1 異常気象に対応した食味の高位安定技術の開発
(1)安定した「特Aランク」取得に繋がる気象・食味条件の解析と対応技術の確立
・気象(出穂後気温・日射量)と食味関連項目(アミロース・千粒重)の関連の解析
・食味の高位安定に繋がる栽培技術の検討
(2)気象データを利用した被覆肥料の溶出シミュレーションによる効率的な追肥技術の確立
・気温を用いた地温推定法の検討
・推定地温を用いた被覆肥料窒素の溶出シミュレーションの検討
・被覆肥料窒素の溶出シミュレーションを活用した追肥技術の検討
2 イネごま葉枯病を抑制する肥培管理技術の開発
(1)適正な資材投入によるイネごま葉枯病の抑制と適正な生育および食味の確保
・マンガン成分による生育量改善が食味に与える効果の確認および栽培技術への応用
・根圏環境の改善による生育量増加に適合した窒素施肥法の検討
(2)土壌改良材と基肥が同時に施用できるオーダーメイド肥料の検討
〇「きぬむすめ」は、穀物検定協会による食味最高評価「特A」を取得した県内唯一の品種である。平成25年以降、「特A」を5回取得したが、平成29年と令和元年に取得を逃した。県内実需者からは、「特A取得は販売促進に繋がる。安定した特A取得をお願いしたい」との声が聞かれる。
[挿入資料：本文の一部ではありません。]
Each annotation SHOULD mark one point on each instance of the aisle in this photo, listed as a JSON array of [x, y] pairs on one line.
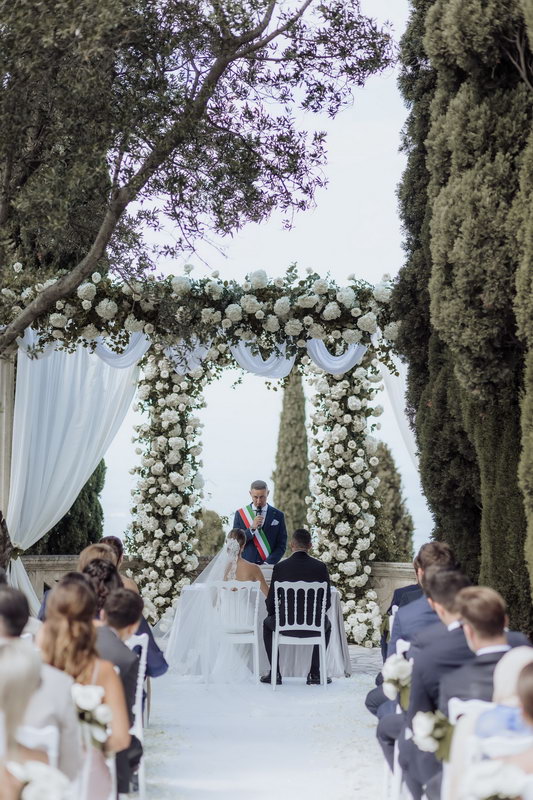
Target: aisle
[[250, 743]]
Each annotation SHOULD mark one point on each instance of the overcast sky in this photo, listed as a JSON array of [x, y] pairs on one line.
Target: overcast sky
[[355, 228]]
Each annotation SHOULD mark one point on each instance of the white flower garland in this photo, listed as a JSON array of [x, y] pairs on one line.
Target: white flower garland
[[282, 313], [343, 474]]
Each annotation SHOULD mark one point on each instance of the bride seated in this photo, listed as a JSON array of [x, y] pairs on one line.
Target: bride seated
[[197, 644]]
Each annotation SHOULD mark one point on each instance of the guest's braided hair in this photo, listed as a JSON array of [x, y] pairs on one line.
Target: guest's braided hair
[[104, 578], [69, 641]]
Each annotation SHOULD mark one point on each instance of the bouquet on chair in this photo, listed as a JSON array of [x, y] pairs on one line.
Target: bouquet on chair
[[94, 715], [397, 672], [493, 780], [432, 733]]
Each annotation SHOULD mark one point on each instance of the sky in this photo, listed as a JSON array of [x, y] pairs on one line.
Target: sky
[[354, 228]]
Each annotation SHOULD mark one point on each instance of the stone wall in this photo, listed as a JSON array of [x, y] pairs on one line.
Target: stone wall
[[44, 571]]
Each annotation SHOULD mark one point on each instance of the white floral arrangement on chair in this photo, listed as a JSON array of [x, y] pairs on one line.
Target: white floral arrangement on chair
[[432, 733], [493, 780], [397, 672], [94, 715], [41, 781]]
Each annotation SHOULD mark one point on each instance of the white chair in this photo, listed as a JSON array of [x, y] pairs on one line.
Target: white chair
[[46, 739], [237, 604], [312, 596], [140, 640]]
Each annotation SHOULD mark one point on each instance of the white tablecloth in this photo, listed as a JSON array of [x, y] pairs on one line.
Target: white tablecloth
[[295, 661]]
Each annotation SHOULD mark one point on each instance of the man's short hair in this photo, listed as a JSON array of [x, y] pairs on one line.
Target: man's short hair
[[302, 538], [115, 544], [443, 585], [122, 608], [483, 609], [435, 554], [14, 610]]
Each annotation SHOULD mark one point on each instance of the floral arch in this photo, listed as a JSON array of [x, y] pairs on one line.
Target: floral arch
[[188, 330]]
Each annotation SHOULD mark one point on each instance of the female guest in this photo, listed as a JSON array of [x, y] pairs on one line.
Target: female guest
[[68, 642], [20, 675]]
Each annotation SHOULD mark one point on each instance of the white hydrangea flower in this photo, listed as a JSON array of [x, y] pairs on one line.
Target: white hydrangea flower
[[258, 279], [368, 322]]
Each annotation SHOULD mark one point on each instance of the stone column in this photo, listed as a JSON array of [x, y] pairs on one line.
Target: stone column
[[7, 406]]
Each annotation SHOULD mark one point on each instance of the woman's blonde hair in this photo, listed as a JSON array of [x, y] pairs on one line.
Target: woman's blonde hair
[[20, 676], [69, 641], [97, 550]]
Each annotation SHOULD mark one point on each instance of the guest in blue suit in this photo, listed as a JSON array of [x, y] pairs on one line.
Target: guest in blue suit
[[264, 528]]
〇近年、平坦地において高温等の異常気象要因の影響と思われる生育・食味の不安定化が問題となっている。県内に広く普及している被覆肥料体系は地温の影響を受けやすく、肥料成分溶出が不安定となることから、食味低下の要因と考えられる。生産現場では、追肥の必要性を判断する技術確立について強い要望がある。
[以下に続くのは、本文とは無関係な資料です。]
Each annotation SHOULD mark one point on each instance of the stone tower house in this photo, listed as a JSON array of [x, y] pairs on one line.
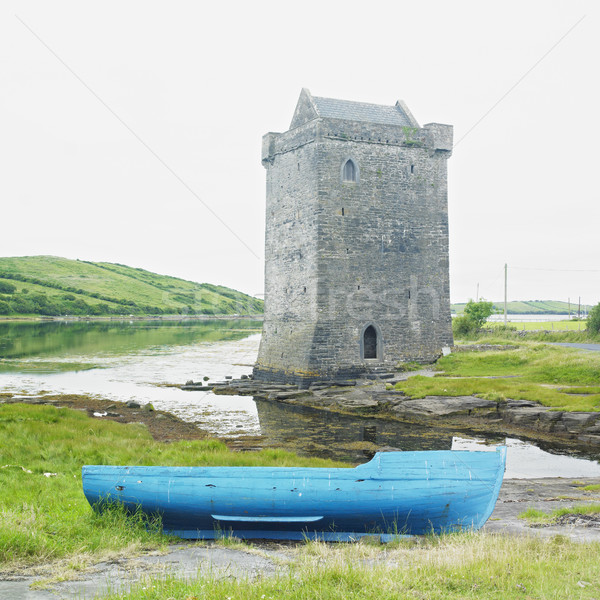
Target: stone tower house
[[356, 253]]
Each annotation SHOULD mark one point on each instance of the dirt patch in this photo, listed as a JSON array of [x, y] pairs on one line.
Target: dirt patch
[[163, 426]]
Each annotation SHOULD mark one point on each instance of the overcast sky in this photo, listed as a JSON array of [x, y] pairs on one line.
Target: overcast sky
[[131, 132]]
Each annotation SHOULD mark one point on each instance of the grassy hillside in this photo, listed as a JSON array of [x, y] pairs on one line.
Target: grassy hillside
[[50, 285], [531, 307]]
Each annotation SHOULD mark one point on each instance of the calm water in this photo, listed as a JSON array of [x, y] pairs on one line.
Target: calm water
[[135, 360]]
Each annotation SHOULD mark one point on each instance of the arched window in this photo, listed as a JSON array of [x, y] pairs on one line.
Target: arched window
[[349, 171], [370, 342]]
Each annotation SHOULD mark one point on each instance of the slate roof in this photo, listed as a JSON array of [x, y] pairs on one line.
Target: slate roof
[[360, 111]]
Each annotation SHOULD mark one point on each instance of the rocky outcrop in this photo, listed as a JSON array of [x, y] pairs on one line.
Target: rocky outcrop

〇気象以外にも、平成28年以降、イネごま葉枯病の多発により、登熟不良がみられ、早急な対策の確立がJA、普及所等から要望されている。
〇本病の防除対策として、当場ではこれまで鉄資材の施用が発病抑制に有効であることを把握し、施用量基準を作成した。また、鉄資材よりマンガン資材が高い効果を有する知見を得ている。ただし、マンガン資材については効果の持続性、経済性等の検討を行う必要がある。
(1)良食味米となる気象条件の解析による食味高位安定化栽培技術の提案
(2)異常気象時における基肥一発施肥体系での追肥技術の提案
(3)イネごま葉枯病を抑制する適正な土壌改良技術の提案
以上の提案技術により安定した「特A」の取得に繋がり、実需者の鳥取県産米に対する評価が高まる。